Southern European Seas Assessing and Modelling Ecosystem changes (SESAME)

• Project PI/Co-PI: G.Shapiro
  
• Duration: 2007–2010
  
• Source: EU-FP6
  

The general scientific objectives of SESAME IP, supported by the European Commission, are to assess and predict changes in the Mediterranean and Black Sea ecosystems as well as changes in the ability of these ecosystems to provide goods and services.

The Mediterranean and Black Sea will be approached as a coupled climatic/ecosystem entity, with links and feedbacks to the world ocean. The assessment of ecosystem changes will be based on the identification of the major regime shifts in ecosystems that occurred during the last 50 years. 

Mathematical models, validated and upgraded using existing and new observations, will be used to predict ecosystem responses to changes in climate and anthropogenic forcings during the next five decades. 

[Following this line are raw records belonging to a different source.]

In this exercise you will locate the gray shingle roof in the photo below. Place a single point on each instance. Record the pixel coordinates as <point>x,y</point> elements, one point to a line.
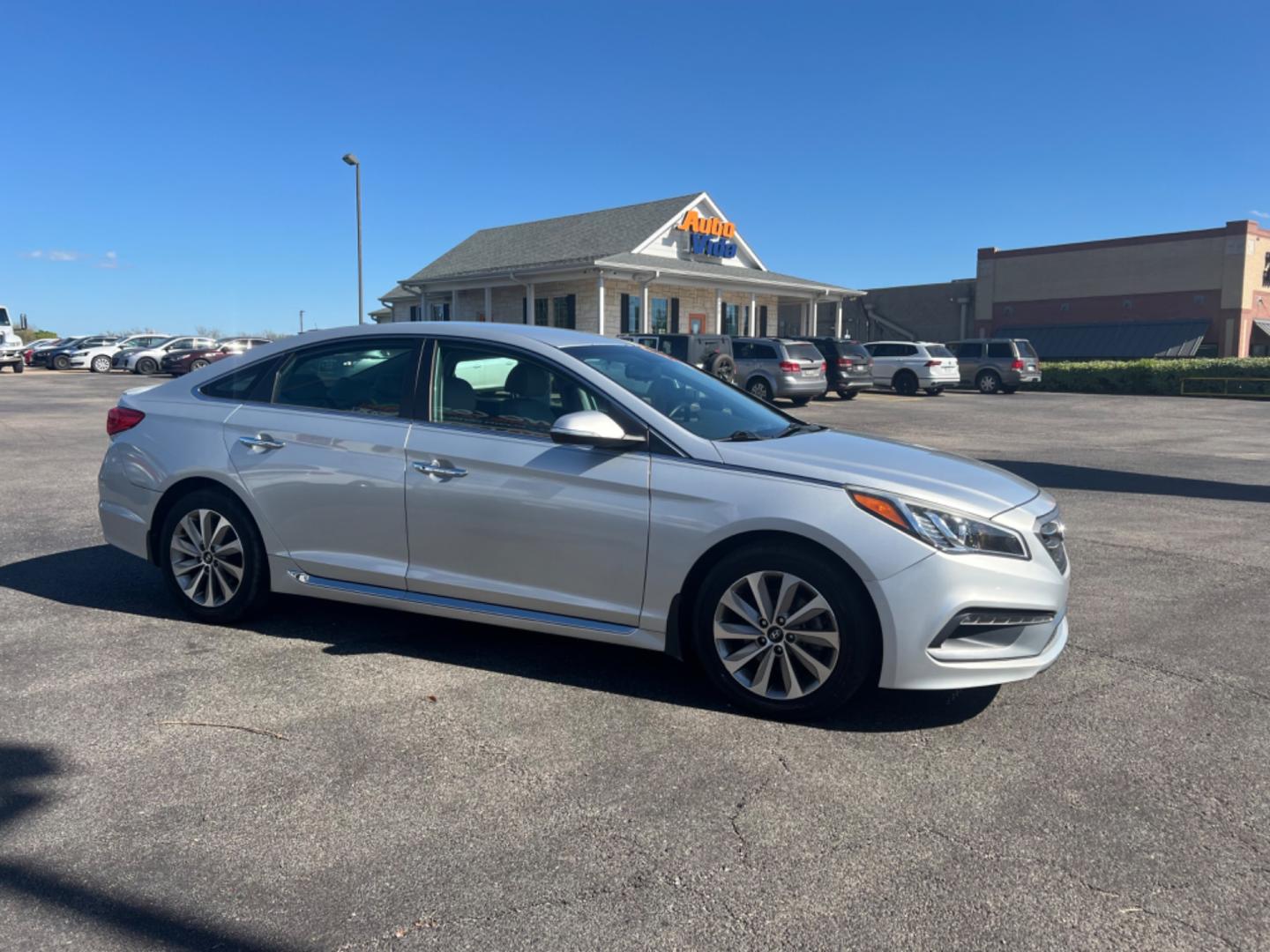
<point>719,271</point>
<point>572,239</point>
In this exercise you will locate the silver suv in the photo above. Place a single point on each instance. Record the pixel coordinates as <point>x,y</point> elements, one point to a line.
<point>779,368</point>
<point>577,485</point>
<point>997,365</point>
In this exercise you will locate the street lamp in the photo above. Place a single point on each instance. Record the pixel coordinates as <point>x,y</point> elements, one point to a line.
<point>349,159</point>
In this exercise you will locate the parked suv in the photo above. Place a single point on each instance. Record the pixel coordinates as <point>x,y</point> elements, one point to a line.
<point>773,368</point>
<point>908,366</point>
<point>997,365</point>
<point>712,353</point>
<point>848,367</point>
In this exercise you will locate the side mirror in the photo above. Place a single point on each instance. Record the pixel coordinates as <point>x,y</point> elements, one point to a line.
<point>591,428</point>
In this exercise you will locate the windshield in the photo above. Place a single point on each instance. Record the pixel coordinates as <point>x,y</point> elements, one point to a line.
<point>696,400</point>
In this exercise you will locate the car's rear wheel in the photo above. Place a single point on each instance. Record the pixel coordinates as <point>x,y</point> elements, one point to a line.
<point>213,557</point>
<point>779,632</point>
<point>905,383</point>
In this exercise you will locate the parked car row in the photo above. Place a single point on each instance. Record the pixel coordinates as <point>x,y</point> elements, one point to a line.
<point>141,353</point>
<point>804,368</point>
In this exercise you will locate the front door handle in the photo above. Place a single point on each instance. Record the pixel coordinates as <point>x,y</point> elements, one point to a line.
<point>436,469</point>
<point>262,442</point>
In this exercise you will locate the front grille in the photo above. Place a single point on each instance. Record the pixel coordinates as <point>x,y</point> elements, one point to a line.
<point>1050,532</point>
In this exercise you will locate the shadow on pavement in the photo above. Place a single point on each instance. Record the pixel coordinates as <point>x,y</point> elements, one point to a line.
<point>109,580</point>
<point>1065,476</point>
<point>20,770</point>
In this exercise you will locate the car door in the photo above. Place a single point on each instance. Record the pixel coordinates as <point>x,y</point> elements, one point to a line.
<point>499,514</point>
<point>323,455</point>
<point>969,357</point>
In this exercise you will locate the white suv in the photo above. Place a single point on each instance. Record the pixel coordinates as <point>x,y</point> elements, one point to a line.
<point>908,366</point>
<point>98,358</point>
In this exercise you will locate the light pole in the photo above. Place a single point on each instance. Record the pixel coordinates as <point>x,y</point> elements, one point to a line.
<point>349,159</point>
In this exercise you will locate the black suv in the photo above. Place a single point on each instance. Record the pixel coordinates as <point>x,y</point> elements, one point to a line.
<point>707,352</point>
<point>848,366</point>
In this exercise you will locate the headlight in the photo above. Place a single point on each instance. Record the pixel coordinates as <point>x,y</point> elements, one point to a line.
<point>946,531</point>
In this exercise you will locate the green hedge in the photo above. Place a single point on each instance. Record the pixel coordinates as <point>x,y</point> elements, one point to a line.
<point>1154,376</point>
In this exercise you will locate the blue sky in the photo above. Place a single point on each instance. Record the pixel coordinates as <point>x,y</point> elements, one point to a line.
<point>176,164</point>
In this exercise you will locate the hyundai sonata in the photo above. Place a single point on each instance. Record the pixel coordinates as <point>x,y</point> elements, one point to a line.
<point>564,482</point>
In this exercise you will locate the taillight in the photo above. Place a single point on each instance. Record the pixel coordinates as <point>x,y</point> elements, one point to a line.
<point>122,418</point>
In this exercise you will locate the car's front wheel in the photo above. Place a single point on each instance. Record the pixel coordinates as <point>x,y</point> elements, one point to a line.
<point>780,635</point>
<point>213,557</point>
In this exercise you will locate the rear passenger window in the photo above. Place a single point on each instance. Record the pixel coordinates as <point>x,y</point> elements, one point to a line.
<point>503,391</point>
<point>366,378</point>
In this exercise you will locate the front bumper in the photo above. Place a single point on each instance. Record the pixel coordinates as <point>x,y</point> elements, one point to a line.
<point>918,606</point>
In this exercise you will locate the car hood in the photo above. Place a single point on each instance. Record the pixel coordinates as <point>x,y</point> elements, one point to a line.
<point>889,466</point>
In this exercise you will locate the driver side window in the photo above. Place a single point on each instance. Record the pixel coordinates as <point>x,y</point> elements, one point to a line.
<point>481,386</point>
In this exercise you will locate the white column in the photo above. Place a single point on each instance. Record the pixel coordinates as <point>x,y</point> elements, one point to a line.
<point>600,294</point>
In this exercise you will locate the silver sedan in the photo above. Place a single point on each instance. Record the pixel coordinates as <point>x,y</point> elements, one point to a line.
<point>564,482</point>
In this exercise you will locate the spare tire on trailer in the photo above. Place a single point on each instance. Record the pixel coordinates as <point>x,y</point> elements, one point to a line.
<point>723,367</point>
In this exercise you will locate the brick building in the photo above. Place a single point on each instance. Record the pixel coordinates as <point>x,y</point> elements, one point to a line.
<point>676,265</point>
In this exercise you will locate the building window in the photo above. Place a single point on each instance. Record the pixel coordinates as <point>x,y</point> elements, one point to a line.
<point>564,312</point>
<point>660,312</point>
<point>630,314</point>
<point>729,319</point>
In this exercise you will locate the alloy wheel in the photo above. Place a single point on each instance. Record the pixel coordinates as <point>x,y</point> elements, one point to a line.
<point>206,555</point>
<point>776,635</point>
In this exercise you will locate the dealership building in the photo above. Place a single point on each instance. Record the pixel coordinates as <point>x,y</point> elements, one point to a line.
<point>673,265</point>
<point>1175,294</point>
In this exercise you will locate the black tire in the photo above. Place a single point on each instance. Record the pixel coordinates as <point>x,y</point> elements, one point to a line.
<point>905,383</point>
<point>757,387</point>
<point>253,589</point>
<point>856,623</point>
<point>723,367</point>
<point>989,383</point>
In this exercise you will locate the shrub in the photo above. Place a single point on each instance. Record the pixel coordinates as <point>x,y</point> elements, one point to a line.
<point>1152,376</point>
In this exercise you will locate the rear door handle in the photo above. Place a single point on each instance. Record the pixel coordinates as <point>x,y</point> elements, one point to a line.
<point>436,469</point>
<point>262,442</point>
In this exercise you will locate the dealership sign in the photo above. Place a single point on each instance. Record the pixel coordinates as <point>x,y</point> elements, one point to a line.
<point>709,236</point>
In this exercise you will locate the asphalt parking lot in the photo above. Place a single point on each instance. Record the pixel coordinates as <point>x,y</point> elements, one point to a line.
<point>422,784</point>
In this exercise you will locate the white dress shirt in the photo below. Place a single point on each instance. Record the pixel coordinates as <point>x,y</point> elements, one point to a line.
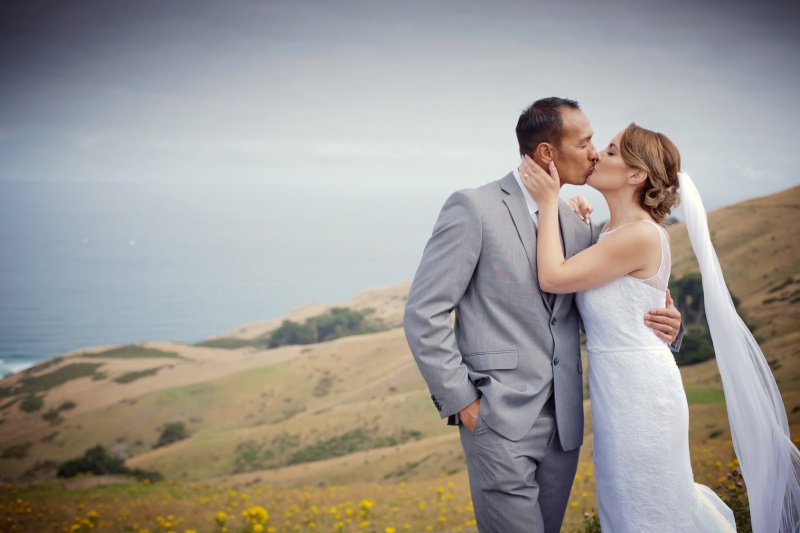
<point>533,207</point>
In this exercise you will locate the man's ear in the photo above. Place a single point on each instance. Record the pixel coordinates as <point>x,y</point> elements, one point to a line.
<point>638,177</point>
<point>545,153</point>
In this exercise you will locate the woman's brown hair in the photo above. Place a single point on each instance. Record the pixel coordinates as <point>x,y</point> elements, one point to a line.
<point>656,155</point>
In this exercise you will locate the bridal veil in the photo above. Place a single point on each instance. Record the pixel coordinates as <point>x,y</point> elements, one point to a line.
<point>770,463</point>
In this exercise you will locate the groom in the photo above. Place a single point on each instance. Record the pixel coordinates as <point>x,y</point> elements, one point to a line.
<point>509,372</point>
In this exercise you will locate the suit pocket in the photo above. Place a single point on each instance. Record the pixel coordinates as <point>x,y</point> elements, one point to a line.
<point>492,360</point>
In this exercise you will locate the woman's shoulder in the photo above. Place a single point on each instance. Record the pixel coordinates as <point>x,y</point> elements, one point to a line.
<point>638,233</point>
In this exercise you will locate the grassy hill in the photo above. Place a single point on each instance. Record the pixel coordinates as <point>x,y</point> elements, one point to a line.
<point>355,410</point>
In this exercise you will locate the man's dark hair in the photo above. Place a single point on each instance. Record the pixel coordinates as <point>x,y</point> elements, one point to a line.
<point>541,122</point>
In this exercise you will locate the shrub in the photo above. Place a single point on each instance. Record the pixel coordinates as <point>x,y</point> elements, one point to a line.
<point>16,451</point>
<point>33,384</point>
<point>131,352</point>
<point>338,322</point>
<point>97,461</point>
<point>29,404</point>
<point>173,432</point>
<point>127,377</point>
<point>591,523</point>
<point>734,494</point>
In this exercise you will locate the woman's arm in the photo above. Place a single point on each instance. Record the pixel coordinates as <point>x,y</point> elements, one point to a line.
<point>624,252</point>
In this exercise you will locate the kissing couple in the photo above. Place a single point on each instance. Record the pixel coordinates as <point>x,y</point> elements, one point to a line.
<point>522,272</point>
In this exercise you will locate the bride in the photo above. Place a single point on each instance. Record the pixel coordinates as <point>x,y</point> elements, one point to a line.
<point>640,415</point>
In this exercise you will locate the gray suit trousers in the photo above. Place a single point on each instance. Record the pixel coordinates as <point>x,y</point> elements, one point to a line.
<point>519,486</point>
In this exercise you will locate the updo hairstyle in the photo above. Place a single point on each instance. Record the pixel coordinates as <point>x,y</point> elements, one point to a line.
<point>653,153</point>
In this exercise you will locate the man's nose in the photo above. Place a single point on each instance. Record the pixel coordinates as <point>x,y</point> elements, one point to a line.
<point>593,155</point>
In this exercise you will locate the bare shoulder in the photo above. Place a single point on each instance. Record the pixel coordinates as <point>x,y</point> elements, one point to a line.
<point>637,235</point>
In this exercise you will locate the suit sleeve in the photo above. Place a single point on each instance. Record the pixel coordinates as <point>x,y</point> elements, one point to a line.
<point>676,344</point>
<point>444,273</point>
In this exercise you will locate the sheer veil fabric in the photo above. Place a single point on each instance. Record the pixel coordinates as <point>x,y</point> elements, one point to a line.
<point>769,461</point>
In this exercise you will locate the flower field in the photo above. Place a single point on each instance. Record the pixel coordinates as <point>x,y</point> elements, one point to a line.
<point>141,507</point>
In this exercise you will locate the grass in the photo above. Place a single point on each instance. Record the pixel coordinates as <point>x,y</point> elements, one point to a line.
<point>132,352</point>
<point>436,505</point>
<point>703,395</point>
<point>30,385</point>
<point>128,377</point>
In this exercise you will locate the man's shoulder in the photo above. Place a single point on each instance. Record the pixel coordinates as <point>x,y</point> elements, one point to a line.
<point>487,191</point>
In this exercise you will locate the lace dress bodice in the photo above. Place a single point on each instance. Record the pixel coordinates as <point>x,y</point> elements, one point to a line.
<point>625,301</point>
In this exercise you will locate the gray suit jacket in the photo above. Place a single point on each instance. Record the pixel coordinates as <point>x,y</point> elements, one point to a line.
<point>509,345</point>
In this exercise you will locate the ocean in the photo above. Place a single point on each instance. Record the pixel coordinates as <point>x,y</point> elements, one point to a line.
<point>87,264</point>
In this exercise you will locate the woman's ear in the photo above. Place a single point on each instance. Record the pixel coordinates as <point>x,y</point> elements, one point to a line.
<point>638,177</point>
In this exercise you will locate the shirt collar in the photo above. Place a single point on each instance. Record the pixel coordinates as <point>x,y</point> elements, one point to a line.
<point>533,207</point>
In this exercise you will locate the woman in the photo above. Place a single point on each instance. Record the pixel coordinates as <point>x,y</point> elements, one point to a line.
<point>640,415</point>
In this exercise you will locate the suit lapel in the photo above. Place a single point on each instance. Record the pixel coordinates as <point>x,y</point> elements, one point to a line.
<point>525,228</point>
<point>566,221</point>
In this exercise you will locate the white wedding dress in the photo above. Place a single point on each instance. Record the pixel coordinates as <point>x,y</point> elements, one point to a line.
<point>640,415</point>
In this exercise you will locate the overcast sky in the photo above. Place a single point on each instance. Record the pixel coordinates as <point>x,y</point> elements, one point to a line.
<point>411,99</point>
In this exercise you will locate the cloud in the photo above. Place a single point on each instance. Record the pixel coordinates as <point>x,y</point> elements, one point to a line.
<point>754,174</point>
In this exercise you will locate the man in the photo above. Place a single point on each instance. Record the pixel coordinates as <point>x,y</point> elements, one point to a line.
<point>509,372</point>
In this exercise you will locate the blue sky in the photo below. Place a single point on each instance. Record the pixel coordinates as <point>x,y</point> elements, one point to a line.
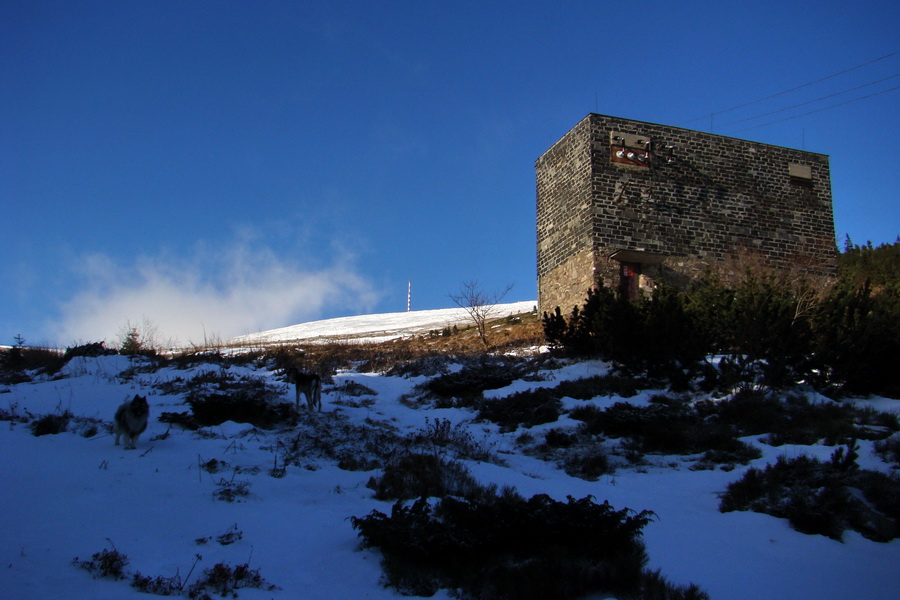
<point>216,168</point>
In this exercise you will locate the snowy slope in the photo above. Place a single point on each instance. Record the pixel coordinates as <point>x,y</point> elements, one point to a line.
<point>377,328</point>
<point>67,496</point>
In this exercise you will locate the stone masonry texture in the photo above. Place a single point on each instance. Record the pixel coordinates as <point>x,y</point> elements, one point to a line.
<point>674,203</point>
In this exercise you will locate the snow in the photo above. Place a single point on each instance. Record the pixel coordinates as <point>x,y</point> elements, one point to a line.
<point>67,496</point>
<point>378,328</point>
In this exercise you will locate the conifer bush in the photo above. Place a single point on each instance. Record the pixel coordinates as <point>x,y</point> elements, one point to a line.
<point>821,498</point>
<point>504,547</point>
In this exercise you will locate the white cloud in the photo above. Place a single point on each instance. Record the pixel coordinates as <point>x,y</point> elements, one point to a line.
<point>208,295</point>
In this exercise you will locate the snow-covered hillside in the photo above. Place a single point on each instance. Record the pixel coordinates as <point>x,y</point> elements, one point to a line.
<point>164,504</point>
<point>377,328</point>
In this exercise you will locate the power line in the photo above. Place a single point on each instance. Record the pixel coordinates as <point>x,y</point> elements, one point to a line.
<point>817,110</point>
<point>793,89</point>
<point>847,91</point>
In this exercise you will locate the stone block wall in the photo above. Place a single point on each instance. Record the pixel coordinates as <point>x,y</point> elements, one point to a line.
<point>672,203</point>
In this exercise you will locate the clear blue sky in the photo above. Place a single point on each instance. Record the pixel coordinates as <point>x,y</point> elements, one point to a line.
<point>216,168</point>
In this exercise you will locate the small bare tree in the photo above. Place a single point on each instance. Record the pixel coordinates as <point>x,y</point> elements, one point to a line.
<point>480,305</point>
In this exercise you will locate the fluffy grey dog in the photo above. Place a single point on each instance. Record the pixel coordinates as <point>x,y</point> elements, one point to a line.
<point>308,384</point>
<point>131,421</point>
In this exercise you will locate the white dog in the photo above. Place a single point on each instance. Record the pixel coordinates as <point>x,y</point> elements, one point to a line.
<point>131,421</point>
<point>309,384</point>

The new data will be gathered during multidisciplinary, multiship oceanographic cruises in the Mediterranean and Black Sea. These will provide an overall picture of the Mediterranean and Black Sea that does not yet exist as well as essential datasets for model validation.

University of Plymouth is involved in Work Packages WP1, WP3 and WP7.

The application of remote sensing to the measurement of marine particle size and their relation to turbulence

• Project PI/Co-PI: A.Nimmo-Smith
  
• Duration: 2007–2010
  
• Source: NERC NE/EO15247/1
  

£307,434

In collaboration with Drs Bowers (PI) and Jago and Professor Simpson, University of Wales, Bangor.

To provide high-quality in situ suspended particle size information using a submersible holographic particle imager.

Mixing and Dispersion of Coastal Plumes

• Project PI/Co-PI: D. Huntley
  
• Duration: 2007–2009
  
• Source: UoP / BRNC
  

Partners:

Dr Richard Thain and Dr Duncan Priestley.

A new mechanism for generation of internal waves

• Project PI/Co-PI: Dr V. Vlasenko, N.Stashchuk
  
• Duration: 2007–2008
  
• Source: NERC Grant Ref. NE/E01030X/1
  

The overall goal of the project is to study a new mechanism of internal wave generation that may occur in river-plume areas at the transition of the head of surface gravity current from supercritical (in terms of the Froude number) to subcritical regime of evolution. Formulated as a hypothesis in the course of the analysis of recently taken satellite images and the data of in-situ observations, this mechanism requires further theoretical clarification and justification on the basis of hydrodynamic modelling.

The greater insight into the new mechanism of the generation of internal waves will be achieved in the framework of the following research activities:

• analysis of published in-situ data and satellite images provided by the University of Hamburg (Germany)
  
• numerical simulations of the plume dynamics based on a fine-resolution fully nonlinear non-hydrostatic numerical model
  
• comparison analysis of the remote sensing and in-situ data with the results of numerical runs.
  

As a result of the aforementioned activities, the conditions controlling formation of large-amplitude internal waves at the frontal side of the river plume will be identified and clarified in terms of various input parameters such as model geometry, river discharge, bottom topography, sea water stratification etc.